Sara' sepolto oggi il dirigente cocalero Casimiro Huanca, ucciso dalle forze armate dislocate in Chapare lo scorso 3 dicembre, la stessa giornata in cui un altro morto si era aggiunto alla lista nera, dopo 15 giorni di agonia in ospedale.
Dal 1987 ad oggi sono 53 i cocaleros morti, tra cui anche bambini e donne: gli ultimi scontri dal 27 settembre di quest'anno hanno prodotto ben sette morti. 600 sono state le persone ferite. Oltre 4 mila quelle detenute illegalmente, con denunce di torture e maltrattamenti.
Il Difensore del Popolo condanna quest'ultimo fatto di sangue e chiede un'indagine perche' vengano chiariti i fatti e si individuino i responsabili. Il Governo se da un lato incolpa il leader dei cocaleros Evo Morales per l'inasprirsi della situazione, dall'altro lo valuta come un 'semplice' incidente. Tuttavia sara' una commissione militare che indaghera' al suo interno per verificare le responsabilita'.
Il movimento dei cocaleros e' diviso al suo interno. I dirigenti emergenti Luis Cutipa e Delfin Oliveira, rappresentano l'ala piu' intransigente rispetto a Morales, e sostenitori dell'idea di creare un esercito cocalero per la propria difesa. Morales e' attaccato anche dall'esterno. In Parlamento e' iniziato un procedimento per revocargli l'immunita', una sorta di commissione parlamentare ha espresso un giudizio sul suo operato da deputato poco ligio ai suoi doveri, poco presente in aula e poco attivo. Questa vicenda comunque gioca a suo favore, nel farlo apparire una sorta di vittima simbolo da difendere.

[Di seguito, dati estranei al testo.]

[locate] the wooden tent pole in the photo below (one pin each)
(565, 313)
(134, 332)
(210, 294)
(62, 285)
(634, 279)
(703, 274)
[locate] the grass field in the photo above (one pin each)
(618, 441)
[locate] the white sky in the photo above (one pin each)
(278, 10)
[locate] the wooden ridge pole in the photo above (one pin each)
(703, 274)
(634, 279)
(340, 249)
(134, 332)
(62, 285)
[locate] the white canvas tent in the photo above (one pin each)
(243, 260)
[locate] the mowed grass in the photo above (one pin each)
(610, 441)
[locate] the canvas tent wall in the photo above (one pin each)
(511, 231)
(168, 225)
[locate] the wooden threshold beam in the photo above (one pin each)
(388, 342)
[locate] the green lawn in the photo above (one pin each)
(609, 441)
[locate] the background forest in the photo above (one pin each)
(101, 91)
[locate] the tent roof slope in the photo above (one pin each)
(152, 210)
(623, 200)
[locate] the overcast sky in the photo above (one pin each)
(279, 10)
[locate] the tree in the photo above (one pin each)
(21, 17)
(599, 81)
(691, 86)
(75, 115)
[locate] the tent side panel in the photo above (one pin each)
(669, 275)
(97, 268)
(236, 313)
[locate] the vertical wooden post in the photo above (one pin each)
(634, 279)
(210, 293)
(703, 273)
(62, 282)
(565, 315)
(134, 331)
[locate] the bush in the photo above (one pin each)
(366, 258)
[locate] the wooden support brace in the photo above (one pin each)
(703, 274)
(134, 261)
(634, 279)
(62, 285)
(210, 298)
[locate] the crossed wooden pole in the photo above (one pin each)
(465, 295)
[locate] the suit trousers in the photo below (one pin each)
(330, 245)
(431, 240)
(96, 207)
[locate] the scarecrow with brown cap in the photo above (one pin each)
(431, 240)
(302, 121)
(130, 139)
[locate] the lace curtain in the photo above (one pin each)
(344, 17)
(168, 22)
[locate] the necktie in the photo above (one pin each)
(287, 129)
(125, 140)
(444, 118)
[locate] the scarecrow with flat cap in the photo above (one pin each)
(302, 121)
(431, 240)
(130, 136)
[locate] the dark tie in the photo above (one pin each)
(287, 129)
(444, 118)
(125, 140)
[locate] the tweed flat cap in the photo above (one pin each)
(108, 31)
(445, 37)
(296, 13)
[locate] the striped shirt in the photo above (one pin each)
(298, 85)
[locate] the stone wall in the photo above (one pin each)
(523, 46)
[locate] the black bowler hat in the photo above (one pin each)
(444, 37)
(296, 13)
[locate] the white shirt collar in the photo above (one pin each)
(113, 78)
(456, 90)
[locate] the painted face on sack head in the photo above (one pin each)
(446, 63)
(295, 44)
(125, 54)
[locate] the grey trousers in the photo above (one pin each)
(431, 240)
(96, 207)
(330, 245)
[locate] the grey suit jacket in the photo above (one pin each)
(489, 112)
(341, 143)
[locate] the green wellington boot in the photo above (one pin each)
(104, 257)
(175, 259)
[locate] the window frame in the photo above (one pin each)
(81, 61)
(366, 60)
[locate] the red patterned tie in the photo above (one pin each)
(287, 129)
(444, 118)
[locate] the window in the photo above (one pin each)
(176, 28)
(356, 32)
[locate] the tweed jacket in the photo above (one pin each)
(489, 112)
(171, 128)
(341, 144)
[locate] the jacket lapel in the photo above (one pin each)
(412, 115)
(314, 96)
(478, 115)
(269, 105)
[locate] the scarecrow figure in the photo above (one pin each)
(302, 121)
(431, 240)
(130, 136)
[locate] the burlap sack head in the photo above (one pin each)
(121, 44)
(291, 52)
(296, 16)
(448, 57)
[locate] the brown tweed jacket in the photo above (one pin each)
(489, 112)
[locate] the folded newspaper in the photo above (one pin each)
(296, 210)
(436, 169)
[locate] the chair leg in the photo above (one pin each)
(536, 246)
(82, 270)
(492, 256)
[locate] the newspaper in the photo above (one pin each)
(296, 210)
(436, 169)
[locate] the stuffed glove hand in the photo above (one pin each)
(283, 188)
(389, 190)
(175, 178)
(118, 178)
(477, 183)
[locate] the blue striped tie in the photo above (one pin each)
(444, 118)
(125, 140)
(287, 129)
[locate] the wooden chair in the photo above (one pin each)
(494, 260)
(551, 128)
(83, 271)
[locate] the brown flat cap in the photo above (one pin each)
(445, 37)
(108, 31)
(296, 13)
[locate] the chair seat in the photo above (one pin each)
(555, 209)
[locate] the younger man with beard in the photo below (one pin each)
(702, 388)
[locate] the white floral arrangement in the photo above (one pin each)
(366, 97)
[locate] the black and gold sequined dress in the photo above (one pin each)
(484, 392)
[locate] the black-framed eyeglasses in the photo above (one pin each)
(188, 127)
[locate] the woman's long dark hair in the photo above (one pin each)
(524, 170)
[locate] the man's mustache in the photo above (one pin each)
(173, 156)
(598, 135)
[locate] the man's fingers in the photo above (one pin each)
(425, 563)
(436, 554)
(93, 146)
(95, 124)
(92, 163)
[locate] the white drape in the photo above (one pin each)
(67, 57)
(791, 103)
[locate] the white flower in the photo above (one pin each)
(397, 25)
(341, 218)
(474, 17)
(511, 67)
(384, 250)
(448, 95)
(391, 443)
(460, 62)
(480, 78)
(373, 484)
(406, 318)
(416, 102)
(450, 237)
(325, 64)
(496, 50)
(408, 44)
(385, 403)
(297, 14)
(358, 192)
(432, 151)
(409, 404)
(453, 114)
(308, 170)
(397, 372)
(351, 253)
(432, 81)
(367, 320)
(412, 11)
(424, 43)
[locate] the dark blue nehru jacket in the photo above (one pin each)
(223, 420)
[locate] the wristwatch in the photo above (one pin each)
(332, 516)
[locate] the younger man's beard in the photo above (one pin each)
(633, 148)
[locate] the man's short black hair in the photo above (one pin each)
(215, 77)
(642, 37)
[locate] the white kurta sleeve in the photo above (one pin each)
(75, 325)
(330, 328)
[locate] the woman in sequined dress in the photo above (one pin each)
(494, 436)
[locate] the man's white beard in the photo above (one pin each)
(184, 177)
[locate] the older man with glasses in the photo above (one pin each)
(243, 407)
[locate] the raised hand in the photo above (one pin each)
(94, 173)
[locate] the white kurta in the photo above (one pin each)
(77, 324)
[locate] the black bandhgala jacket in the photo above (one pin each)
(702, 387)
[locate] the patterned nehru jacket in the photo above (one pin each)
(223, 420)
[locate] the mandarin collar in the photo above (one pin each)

Il problema di fondo e' che il Governo di Jorge Quiroga continua nella linea dura di 'coca zero', cercando di venire incontro a quei coltivatori di coca che decidono di convertire le proprie piantagioni. L'ultima offerta e' quella dei 73 Usd mensili per 15 mesi alle famiglie che accetteranno la conversione, promettendo anche un mercato garantito e supporto con pesticidi. I cocaleros ufficialmente insistono sulla richiesta del 'cato di coca' (un terzo di ettaro a famiglia da coltivare a coca), e se tra loro c'e chi sarebbe disposto ad accettare l'offerta dell'esecutivo, c'e' anche chi e' pronto a scatenare una vera e propria guerriglia, che si risolverebbe in un suicidio collettivo, viste le forze in campo.
Il presidente Quiroga, non e' un militare come il suo predecessore Hugo Banzer, ma dal punto di vista della repressione militare in Chapare abbinata alla meta di 'coca zero', non si e' distinto da Banzer e la lista dei morti tra le fila dei cocaleros lo dimostra. Quiroga deve evitare il congelamento dei finanziamenti internazionali, piu' che necessari vista l'economia del Paese.
Nel mercato del narcotraffico mondiale la Bolivia occupa l'uno per cento della produzione, ma appartenere alla lista nera limita le sue possibilita' di inserirsi nei mercati internazionali. In questi giorni Quiroga, in pellegrinaggio negli Usa, ha cercato di confermare l'impegno per far uscire il suo Paese dal circuito di quelli produttori di droga, le cronache giornalistiche lo raffigurano come uno che si muove bene ('como Pedro por su casa'), mentre si prende complimenti per la linea dura e irreversibile che ha intrapreso contro la coca, ma questo non basta.
La coca in Bolivia cresce quasi da sola, si vende bene ed e' ben pagata, finche' ce ne sara' richiesta da parte dei Paesi consumatori. Per molte famiglie e' l'unica fonte di sostentamento, le offerte per la conversione delle piantagioni sono allettanti, ma la sfiducia su cosa accadra' dopo i 15 mesi di garanzia, frenano molti; gli altri contadini non se la passano certo bene e il Paese non versa in condizioni economiche buone. Tutto fa supporre che sara' difficile che si arrivi ad una soluzione definitiva in tempi brevi.